Der dritte Schritt wäre die Gründung einer Stiftung namens "Vertikale Afrika-Mittelmeer-Europa". Sie könnte ein Treffpunkt für die Eliten sein, ein politischer und ökonomischer Schmelztiegel - ähnlich der von den UN gegründeten Economic Commission for Latin America (Ecla) oder dem Economic Research Institute for Asean and East Asia (Eria). Eine interkontinentale Entwicklungsbank - nach dem Vorbild der Inter-American Development Bank oder der Asian Infrastructure Investment Bank - würde viertens den Kapitalfluss zwischen den Regionen erleichtern und langfristige Sicherheit für Investitionen garantieren.

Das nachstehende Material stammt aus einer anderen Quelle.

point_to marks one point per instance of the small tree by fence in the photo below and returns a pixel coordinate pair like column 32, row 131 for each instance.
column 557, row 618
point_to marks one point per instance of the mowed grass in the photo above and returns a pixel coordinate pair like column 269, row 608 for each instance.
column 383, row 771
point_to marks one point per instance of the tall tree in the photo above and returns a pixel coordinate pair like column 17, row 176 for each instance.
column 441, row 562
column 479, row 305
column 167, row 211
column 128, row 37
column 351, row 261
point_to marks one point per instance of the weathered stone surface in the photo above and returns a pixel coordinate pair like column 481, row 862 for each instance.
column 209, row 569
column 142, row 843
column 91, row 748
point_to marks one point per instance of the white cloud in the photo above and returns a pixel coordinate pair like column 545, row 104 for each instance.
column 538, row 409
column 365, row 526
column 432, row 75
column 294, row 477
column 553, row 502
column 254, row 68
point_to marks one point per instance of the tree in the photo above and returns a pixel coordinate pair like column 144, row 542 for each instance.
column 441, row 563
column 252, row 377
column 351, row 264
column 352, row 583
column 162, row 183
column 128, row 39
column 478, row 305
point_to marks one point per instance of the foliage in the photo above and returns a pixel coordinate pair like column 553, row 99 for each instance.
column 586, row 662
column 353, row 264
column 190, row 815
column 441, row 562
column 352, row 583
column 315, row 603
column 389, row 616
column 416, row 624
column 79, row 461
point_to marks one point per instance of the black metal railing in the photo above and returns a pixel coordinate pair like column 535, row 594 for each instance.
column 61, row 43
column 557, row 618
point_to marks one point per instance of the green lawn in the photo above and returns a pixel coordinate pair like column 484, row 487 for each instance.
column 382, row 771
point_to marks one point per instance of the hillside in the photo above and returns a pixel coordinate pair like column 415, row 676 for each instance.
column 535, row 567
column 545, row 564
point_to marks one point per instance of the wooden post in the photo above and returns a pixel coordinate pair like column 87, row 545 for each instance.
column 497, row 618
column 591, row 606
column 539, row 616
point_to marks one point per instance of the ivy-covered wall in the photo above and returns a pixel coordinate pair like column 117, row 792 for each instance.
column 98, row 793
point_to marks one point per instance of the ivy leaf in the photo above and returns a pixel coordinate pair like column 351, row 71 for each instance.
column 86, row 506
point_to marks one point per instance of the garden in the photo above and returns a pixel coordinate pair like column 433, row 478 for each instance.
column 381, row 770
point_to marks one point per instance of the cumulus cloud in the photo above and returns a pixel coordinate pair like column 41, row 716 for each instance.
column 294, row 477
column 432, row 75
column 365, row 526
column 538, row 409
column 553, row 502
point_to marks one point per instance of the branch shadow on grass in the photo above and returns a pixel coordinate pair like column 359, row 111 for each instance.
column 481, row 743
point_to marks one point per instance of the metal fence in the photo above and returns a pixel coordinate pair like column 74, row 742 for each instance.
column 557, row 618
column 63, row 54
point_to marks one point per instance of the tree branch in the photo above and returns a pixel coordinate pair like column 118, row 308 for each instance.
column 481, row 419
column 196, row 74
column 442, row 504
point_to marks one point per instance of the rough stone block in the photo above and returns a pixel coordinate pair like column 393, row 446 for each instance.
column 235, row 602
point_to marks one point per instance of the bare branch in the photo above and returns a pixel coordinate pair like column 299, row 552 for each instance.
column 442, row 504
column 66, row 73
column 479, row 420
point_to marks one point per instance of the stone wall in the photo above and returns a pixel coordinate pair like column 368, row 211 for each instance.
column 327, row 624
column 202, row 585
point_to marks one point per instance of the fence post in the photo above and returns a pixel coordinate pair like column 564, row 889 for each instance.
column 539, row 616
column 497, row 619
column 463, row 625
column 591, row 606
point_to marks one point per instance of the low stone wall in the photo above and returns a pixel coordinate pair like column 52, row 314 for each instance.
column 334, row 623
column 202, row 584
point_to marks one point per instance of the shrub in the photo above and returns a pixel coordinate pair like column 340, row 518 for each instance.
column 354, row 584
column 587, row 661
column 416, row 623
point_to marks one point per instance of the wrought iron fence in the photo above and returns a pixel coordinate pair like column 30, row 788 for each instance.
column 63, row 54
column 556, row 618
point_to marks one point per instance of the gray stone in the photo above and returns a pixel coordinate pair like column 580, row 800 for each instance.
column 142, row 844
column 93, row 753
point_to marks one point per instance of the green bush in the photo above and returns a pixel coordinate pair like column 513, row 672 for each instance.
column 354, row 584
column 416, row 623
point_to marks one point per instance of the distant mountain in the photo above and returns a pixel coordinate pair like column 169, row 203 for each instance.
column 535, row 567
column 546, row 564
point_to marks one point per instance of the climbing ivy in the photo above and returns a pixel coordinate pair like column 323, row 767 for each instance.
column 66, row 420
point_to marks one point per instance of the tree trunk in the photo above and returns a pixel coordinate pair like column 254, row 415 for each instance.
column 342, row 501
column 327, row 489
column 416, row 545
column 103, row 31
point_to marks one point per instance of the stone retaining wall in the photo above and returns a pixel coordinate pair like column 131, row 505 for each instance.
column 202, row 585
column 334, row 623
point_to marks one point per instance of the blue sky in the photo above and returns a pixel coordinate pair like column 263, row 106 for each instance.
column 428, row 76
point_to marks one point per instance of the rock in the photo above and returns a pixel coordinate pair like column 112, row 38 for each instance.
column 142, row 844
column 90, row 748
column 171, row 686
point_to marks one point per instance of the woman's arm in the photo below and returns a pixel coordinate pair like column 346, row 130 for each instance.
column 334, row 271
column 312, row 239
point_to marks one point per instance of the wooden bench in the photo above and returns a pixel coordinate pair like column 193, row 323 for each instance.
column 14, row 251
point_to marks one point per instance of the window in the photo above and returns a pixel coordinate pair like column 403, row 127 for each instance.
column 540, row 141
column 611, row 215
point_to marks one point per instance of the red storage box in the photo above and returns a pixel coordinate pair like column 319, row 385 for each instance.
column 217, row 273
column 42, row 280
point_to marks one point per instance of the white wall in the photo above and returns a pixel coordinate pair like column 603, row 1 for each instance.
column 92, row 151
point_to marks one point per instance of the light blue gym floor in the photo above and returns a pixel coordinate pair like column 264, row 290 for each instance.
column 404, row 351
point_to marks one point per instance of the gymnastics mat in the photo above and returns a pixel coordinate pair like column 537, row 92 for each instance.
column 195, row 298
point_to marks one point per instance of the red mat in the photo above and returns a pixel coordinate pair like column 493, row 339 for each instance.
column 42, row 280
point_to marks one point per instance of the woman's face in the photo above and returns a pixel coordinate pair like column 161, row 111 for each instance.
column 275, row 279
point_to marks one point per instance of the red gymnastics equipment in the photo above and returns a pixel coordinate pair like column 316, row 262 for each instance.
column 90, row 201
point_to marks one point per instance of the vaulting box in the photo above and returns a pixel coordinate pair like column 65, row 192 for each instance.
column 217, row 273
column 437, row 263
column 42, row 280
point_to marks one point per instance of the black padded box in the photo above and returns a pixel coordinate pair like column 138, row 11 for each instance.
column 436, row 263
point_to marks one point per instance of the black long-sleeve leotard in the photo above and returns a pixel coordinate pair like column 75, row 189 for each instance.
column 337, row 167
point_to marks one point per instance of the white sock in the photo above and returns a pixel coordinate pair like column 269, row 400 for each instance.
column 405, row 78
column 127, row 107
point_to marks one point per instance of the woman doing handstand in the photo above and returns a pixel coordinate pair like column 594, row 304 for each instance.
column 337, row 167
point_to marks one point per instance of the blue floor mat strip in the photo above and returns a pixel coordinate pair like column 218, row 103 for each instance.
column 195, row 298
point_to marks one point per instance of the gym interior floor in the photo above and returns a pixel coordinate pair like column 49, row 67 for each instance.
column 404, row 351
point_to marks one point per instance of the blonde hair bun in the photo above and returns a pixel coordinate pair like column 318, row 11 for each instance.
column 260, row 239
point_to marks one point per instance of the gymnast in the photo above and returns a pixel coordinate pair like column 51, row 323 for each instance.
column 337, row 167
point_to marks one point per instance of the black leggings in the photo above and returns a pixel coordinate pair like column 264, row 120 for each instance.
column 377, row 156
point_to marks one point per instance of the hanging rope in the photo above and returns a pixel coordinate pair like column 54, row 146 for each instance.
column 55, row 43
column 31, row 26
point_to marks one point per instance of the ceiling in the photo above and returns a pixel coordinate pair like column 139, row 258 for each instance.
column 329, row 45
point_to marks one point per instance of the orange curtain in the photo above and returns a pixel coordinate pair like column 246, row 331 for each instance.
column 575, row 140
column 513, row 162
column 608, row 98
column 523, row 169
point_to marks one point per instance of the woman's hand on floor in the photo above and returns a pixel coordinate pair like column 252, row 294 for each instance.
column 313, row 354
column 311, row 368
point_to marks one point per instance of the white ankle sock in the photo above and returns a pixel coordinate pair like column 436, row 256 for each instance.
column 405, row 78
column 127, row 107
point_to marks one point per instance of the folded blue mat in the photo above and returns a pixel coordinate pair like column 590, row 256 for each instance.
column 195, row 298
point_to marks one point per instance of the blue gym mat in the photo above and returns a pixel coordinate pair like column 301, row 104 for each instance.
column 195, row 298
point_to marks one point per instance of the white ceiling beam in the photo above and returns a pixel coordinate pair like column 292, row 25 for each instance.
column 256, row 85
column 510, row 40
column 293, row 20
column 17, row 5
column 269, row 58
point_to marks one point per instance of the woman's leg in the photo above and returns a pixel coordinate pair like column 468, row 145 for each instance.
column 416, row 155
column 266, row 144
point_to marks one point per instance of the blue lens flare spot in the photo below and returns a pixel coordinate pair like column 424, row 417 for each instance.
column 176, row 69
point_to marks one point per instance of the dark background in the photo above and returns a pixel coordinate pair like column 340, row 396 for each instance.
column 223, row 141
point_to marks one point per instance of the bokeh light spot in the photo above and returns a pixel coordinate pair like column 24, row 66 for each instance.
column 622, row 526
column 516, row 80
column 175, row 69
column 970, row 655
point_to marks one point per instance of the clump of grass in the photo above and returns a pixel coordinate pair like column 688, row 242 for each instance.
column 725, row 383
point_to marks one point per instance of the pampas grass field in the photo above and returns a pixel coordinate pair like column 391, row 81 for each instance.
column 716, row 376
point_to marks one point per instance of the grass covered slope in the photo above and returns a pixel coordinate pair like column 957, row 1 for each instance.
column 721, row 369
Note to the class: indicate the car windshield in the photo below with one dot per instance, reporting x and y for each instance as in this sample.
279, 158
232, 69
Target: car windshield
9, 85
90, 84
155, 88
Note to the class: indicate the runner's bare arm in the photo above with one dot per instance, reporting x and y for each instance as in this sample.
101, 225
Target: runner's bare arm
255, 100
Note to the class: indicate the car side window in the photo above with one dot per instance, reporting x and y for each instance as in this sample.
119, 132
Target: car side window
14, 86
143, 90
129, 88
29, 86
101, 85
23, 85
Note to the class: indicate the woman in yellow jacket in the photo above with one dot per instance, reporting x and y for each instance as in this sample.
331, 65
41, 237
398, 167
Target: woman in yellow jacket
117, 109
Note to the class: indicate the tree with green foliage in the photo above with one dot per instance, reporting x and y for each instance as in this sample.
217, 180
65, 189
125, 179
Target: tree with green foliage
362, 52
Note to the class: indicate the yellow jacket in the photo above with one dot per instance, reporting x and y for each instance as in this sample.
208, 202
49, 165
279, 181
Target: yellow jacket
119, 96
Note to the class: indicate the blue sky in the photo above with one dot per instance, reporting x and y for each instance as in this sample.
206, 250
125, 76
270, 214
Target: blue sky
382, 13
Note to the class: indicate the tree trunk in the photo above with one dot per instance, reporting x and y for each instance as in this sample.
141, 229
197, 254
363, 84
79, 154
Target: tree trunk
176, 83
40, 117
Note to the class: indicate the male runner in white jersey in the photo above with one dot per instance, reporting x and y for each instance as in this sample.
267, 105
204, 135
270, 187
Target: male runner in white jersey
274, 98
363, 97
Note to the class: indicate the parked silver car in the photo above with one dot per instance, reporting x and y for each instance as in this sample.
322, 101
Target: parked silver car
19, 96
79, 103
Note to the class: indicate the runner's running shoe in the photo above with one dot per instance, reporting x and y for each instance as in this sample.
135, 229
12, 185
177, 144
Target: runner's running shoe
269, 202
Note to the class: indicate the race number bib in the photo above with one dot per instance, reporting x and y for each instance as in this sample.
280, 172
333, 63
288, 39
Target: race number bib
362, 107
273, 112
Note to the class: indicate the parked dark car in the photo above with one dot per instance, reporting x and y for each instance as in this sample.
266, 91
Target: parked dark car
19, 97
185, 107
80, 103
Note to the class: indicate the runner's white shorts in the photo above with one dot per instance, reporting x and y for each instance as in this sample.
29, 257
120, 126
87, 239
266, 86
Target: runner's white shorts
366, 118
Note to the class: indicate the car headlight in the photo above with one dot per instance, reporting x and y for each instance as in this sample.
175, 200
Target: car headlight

Fünftens und letztens müssen wir unsere Wahrnehmung und unser Verhalten gegenüber Menschen aus dem Mittelmeerraum und Afrika ändern. Aus der Eroberungshaltung sollte eine Haltung des Teilens werden, Emotionen sollten der Vernunft weichen. Natürlich müssen wir standfest bleiben, wenn es um unsere Überzeugungen von Säkularität, Gleichheit und Gerechtigkeit geht. Doch diese Werte werden von einer schweigenden Mehrheit des Südens zunehmend geteilt.

Wie Pierre Beckouche, der französische Geograf, feststellt, haben Amerika und Asien längst mit einer Nord-Süd-Integration begonnen - und zwar aus pragmatischen, das heißt: ökonomischen Gründen. Wir sollten nicht länger zögern. Deshalb ist es richtig, dass Italiens Premierminister Matteo Renzi Afrika außenpolitische Priorität einräumt. Es ist richtig, dass die deutsche Kanzlerin Angela Merkel Flüchtlinge willkommen heißt - sie können der europäischen Wirtschaft neue Impulse geben. Und es ist ebenso richtig, dass Frankreichs Präsident François Hollande den Fokus auf Sicherheit und Militärinterventionen im Ausland legt. Das Mittelmeer darf Europa und Afrika nicht länger trennen. Um voranzukommen, brauchen wir Staaten, die vorangehen: Deutschland, Frankreich, Italien und Spanien.